Yo, Im the first person to post in this forum, yeeee haaa  artyon:


----------



## Darksoul (Sep 12, 2004)

-That would make me #2, haha!

A---)


----------



## DeLamar.J (Sep 12, 2004)

Darksoul said:
			
		

> -That would make me #2, haha!
> 
> A---)


Why yes it would. Great idea though, we needed a meet and greet section.


----------



## Bob Hubbard (Sep 12, 2004)

LOL.   Y'all beat me to it.


----------



## bignick (Sep 12, 2004)

man...4th place doesn't get a medal...

oh well...


----------



## jfarnsworth (Sep 12, 2004)

bignick said:
			
		

> man...4th place doesn't get a medal...
> oh well...


It's the story of my life. A day late and always a dollar short.


----------



## Dr. Kenpo (Sep 12, 2004)

jfarnsworth said:
			
		

> It's the story of my life. A day late and always a dollar short.

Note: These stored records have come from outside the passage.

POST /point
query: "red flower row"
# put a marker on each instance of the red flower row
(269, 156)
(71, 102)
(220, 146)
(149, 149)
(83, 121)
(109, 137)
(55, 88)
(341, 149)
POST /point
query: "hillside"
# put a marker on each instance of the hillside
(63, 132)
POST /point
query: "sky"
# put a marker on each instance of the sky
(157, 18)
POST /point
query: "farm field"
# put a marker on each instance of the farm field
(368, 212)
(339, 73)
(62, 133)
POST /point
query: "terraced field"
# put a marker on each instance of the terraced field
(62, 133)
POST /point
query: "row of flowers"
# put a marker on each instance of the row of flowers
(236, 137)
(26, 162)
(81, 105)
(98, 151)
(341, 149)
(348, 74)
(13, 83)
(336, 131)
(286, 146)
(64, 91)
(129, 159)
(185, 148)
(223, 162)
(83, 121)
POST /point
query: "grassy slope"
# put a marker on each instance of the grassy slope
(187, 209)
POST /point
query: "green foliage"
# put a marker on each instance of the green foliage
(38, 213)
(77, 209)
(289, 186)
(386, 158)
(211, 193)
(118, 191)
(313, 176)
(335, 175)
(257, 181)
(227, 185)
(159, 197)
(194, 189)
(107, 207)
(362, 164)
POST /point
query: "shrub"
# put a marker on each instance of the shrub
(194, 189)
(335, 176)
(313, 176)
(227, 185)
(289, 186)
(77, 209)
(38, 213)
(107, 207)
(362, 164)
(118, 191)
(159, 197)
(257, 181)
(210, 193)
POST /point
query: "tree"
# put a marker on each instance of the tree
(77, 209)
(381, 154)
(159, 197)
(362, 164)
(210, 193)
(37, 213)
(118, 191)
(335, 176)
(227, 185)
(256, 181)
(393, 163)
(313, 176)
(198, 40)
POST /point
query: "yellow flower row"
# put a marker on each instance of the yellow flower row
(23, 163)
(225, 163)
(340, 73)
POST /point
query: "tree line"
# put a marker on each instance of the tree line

Hence, a good reason to stay away from this one!:whip:


----------



## jfarnsworth (Sep 12, 2004)

Dr. Kenpo said:
			
		

> Hence, a good reason to stay away from this one!:whip:


 :idunno:  Weird, I thought you were buying lunch when I got down there. :uhyeah:


----------



## Dr. Kenpo (Sep 12, 2004)

jfarnsworth said:
			
		

> :idunno: Weird, I thought you were buying lunch when I got down there. :uhyeah:


Oh, I am. Just getting out a warning to the rookies here at MT!


----------



## tshadowchaser (Sep 12, 2004)

To all of the NEW people who stop by here MY I say WELCOME TO MARTIALTALK 

WE HOPE YOU ENJOY YOU TIME HERE. PLEASE INTRODUCE YOURSLEFS.


----------